RethinkDB database to support real-time virus analysis

Introduction

Nextstrain is an open-source project to harness the scientific and public health potential of pathogen genome data. We provide a continually-updated view of publicly available data with powerful analytics and visualizations showing pathogen evolution and epidemic spread. Our goal is to aid epidemiological understanding and improve outbreak response.

Nextstrain is comprised of three primary components:

  • fauna: database and IO scripts for sequence and serological data
  • augur: informatic pipelines to conduct inferences from raw data
  • auspice: web app to visualize resulting inferences

Resulting data and inferences are available live at the website nextstrain.org.

fauna

Definition: The animals of a given region or period considered as a whole. Also, prophetic Roman deity.

The fauna database stores viral sequences and serological data in RethinkDB. The current database and scripts are designed around influenza, Ebola and Zika viruses, but with the intention of provided a general purpose tool.

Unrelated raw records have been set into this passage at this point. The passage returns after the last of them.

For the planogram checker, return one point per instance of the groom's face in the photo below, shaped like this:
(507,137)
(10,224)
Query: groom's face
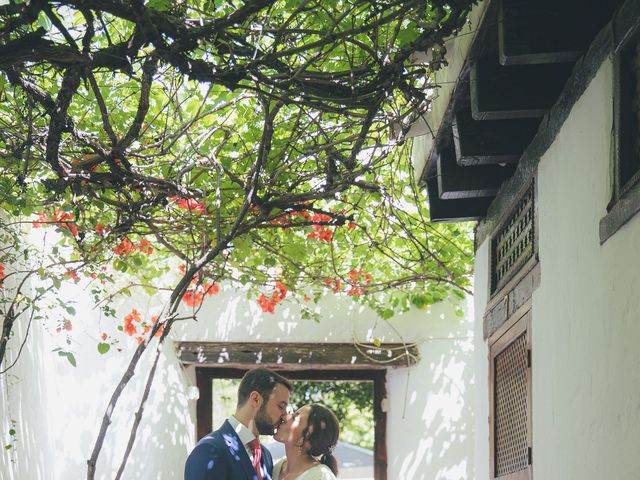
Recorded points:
(273,410)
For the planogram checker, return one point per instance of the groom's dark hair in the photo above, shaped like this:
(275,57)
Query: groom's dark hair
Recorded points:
(262,381)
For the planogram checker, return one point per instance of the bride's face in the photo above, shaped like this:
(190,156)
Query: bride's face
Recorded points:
(290,432)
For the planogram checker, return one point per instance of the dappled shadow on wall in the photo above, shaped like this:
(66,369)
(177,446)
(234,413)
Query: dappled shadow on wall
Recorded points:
(165,435)
(22,409)
(439,413)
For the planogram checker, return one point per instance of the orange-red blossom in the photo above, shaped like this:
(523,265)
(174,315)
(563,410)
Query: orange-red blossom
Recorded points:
(62,219)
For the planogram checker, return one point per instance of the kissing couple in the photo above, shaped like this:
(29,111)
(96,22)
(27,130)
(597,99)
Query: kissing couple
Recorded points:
(233,452)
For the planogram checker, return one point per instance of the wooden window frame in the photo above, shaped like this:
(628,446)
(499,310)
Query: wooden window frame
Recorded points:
(625,198)
(204,414)
(498,290)
(518,324)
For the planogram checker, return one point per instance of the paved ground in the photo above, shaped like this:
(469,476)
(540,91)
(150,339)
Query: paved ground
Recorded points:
(355,463)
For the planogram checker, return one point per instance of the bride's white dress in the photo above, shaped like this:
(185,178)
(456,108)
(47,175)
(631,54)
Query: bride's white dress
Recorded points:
(319,472)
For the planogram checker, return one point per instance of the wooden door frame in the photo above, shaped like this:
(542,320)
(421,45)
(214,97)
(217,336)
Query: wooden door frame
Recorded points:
(204,413)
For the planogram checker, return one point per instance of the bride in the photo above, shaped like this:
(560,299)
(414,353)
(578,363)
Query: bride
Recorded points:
(309,436)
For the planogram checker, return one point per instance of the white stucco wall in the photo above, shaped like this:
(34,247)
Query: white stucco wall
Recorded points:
(59,407)
(430,419)
(585,323)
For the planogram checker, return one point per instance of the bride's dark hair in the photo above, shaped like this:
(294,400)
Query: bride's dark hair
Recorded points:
(322,434)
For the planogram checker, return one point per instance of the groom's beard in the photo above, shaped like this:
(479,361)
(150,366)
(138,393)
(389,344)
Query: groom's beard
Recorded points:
(264,424)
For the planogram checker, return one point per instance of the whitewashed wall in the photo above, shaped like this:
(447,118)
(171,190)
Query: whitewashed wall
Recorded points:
(58,408)
(585,313)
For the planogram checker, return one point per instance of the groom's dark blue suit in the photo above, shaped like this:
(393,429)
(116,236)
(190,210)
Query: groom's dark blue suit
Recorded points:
(222,456)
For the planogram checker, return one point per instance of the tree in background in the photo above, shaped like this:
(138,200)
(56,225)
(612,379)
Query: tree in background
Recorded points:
(260,143)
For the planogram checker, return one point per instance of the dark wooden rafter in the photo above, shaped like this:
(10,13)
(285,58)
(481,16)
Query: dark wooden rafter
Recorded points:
(205,375)
(479,142)
(291,356)
(548,31)
(516,71)
(456,210)
(514,92)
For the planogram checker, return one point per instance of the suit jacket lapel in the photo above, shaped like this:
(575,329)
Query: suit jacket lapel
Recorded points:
(266,463)
(237,450)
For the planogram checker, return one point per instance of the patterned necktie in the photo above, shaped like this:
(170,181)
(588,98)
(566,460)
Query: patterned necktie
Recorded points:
(257,454)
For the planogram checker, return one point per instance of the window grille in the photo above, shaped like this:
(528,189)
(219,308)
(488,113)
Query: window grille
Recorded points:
(513,245)
(511,403)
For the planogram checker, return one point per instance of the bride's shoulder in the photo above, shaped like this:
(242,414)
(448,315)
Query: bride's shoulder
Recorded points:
(277,468)
(321,472)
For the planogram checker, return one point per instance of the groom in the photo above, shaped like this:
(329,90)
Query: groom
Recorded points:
(233,452)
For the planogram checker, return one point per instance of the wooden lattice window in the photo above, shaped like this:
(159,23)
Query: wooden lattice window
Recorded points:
(628,107)
(625,199)
(514,244)
(510,402)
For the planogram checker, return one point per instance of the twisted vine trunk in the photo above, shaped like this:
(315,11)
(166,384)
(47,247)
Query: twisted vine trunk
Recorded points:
(168,315)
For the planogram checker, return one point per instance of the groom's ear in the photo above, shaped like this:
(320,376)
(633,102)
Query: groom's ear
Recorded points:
(256,399)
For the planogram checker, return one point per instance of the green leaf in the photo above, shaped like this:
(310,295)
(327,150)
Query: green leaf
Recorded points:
(69,356)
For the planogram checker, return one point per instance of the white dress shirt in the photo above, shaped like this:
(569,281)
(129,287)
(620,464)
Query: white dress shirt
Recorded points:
(244,434)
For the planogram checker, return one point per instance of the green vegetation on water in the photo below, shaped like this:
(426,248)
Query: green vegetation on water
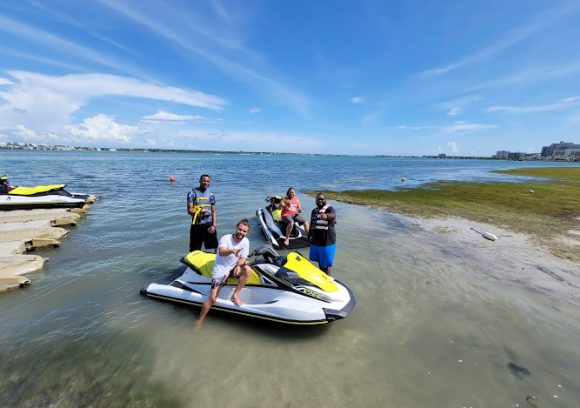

Note: In most cases, it will be easier to pass augur a self-prepared FASTA file than to use fauna with the overhead of launching a RethinkDB instance. If you are new to Nextstrain, we suggest you skip fauna and proceed to directly to augur.

vdb

The virus database (vdb) is used to store viral information in an organized schema. This allows easy storage and querying of viruses which can be downloaded in formatted fasta or json files.

tdb

The titer database (tdb) is used to store titer measurements in an organized schema. This allows easy storage and downloading of all measurements in the database.

Supported virus builds

We maintain notes on supported virus builds.

Install

Clone the repo and load submodules:

git clone https://github.com/nextstrain/fauna.git
git submodule update --init --recursive

Install Python modules needed to run upload/download scripts:

pip install -r requirements.txt

Install Chateau Web UI:

npm install

Backup and restore functionality requires the rethinkdb command line utility. This can be installed by following instructions here. With Homebrew, you can just do:

brew install rethinkdb

Environment variables

Throughout we assume the existence of environment variables RETHINK_HOST and RETHINK_AUTH_KEY. We do not share these variables here, because for security reasons our RethinkDB instance is private. To use fauna you will need to set up your own RethinkDB instance as described here. This instance can be local, in which case variables will be:

  • RETHINK_HOST: localhost
  • RETHINK_AUTH_KEY: ``

Or this instance can be remote, in which case follow the RethinkDB docs to configure. Note that admin password is synonymous with RethinkDB auth_key.

Chateau

Chateau (forked to nextstrain/chateau/) allows easy web access to the database. To run, do the following:

  1. Set environment variables RETHINK_HOST and RETHINK_AUTH_KEY. If running locally set RETHINK_HOST to localhost and leave RETHINK_AUTH_KEY empty.
  2. Run with npm run chateau from directory fauna/.
  3. Go to http://localhost:3000/.

Chateau configurations are stored in config.js.

License and copyright

Copyright 2016-2017 Trevor Bedford.

Source code to Nextstrain is made available under the terms of the GNU Affero General Public License (AGPL). Nextstrain is distributed in the hope that it will be useful, but WITHOUT ANY WARRANTY; without even the implied warranty of MERCHANTABILITY or FITNESS FOR A PARTICULAR PURPOSE. See the GNU Affero General Public License for more details.